С сельповского двора люди уходили трудно, с оглядками. Привязанные к коновязям бычки долго тянули морды к зигзагообразно удалявшимся — тоже ломая шеи — былым хозяевам (теперь их общим хозяином становилось ненасытное Государство) и продолжительно мычали им вослед. Тоже, небось, не очень печатное.

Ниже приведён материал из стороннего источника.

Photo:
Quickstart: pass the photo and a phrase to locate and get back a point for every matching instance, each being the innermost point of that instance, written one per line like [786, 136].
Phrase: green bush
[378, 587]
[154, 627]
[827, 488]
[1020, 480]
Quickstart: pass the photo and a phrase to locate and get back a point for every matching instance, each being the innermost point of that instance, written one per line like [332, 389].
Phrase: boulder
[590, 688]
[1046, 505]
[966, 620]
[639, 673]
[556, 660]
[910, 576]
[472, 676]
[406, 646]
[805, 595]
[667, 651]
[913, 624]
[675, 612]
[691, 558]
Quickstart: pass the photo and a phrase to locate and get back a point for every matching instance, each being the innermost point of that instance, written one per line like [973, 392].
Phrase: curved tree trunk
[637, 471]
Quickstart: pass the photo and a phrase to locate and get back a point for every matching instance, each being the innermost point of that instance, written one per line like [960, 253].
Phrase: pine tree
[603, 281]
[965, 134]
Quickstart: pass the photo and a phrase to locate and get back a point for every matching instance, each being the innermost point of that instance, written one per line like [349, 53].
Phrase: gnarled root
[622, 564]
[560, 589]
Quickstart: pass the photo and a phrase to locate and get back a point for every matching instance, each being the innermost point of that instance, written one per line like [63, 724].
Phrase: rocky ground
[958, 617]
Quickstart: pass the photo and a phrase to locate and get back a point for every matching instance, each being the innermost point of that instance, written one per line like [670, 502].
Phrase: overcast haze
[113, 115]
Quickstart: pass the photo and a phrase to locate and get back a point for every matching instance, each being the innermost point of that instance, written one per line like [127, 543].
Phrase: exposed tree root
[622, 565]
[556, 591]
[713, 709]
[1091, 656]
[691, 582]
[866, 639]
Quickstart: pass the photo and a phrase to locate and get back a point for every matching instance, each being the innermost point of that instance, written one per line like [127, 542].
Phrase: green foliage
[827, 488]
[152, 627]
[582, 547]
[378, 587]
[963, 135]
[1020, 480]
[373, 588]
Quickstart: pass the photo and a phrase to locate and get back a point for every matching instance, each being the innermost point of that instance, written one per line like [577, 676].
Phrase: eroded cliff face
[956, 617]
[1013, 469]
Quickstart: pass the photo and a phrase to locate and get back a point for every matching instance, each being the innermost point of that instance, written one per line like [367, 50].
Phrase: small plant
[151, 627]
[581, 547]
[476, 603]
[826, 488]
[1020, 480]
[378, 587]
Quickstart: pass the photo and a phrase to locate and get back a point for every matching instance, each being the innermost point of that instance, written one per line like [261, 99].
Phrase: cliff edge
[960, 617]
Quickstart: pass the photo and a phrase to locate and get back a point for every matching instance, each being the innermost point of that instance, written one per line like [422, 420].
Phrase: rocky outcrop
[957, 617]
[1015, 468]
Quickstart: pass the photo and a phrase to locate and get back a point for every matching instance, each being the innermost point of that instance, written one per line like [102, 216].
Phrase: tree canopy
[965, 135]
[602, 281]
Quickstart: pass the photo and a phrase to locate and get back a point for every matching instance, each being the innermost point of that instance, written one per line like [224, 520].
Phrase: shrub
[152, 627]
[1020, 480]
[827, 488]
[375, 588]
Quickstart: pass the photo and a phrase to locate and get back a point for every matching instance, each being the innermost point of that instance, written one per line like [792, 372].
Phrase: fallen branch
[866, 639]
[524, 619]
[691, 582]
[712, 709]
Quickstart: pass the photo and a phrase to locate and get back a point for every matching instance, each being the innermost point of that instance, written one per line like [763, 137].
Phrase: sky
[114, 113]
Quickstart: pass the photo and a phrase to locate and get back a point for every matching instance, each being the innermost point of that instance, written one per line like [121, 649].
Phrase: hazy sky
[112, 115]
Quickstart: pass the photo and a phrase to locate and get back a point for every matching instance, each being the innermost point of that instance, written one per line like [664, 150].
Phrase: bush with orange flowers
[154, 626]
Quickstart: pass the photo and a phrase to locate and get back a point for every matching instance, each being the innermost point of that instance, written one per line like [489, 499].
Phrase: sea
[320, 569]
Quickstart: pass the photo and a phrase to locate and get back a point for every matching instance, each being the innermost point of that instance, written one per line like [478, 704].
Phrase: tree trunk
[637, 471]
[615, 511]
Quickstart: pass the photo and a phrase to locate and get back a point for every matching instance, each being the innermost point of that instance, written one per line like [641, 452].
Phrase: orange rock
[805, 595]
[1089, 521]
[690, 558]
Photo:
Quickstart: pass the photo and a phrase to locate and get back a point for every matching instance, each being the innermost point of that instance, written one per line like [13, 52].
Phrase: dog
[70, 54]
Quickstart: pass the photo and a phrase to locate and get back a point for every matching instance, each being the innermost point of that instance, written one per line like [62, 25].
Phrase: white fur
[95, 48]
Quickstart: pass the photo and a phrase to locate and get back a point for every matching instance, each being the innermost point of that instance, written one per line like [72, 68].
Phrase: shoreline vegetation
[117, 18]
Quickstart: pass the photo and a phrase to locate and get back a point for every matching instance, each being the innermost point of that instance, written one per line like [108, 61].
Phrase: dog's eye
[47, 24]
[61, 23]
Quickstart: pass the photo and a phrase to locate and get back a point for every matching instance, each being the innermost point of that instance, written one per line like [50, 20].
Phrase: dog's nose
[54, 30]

У Сергея мечта проехать до Государства на бычке. С еще большим удовольствием проехался бы на верблюде, если б таковой водился в их с матерью жалком хозяйстве. В одну из весен мать, не выдержав натиска, уступила. Сергею было лет шесть — как раз накануне «школы». Она поднялась спозаранок, чтоб свидетелей поменьше, покормила напоследок бычка, и они вывели его, заспанного, со двора. Мать подсадила малыша, и он взгромоздился на бедную животину. Васькин хребет больно врезался в Серегино мягкое место, которое только по наименованию мягкое, филейное, а на самом деле там кожа да кости, держаться, кроме Васькиной шеи, не за что. Сплошные неудобства. Но Сергей счастлив — в противоположность и матери, смахивавшей слезу, и бычку Ваське, следовавшему на алтарь очередной пятилетки, не понимая собственного государственного счастья, как на публичную казнь.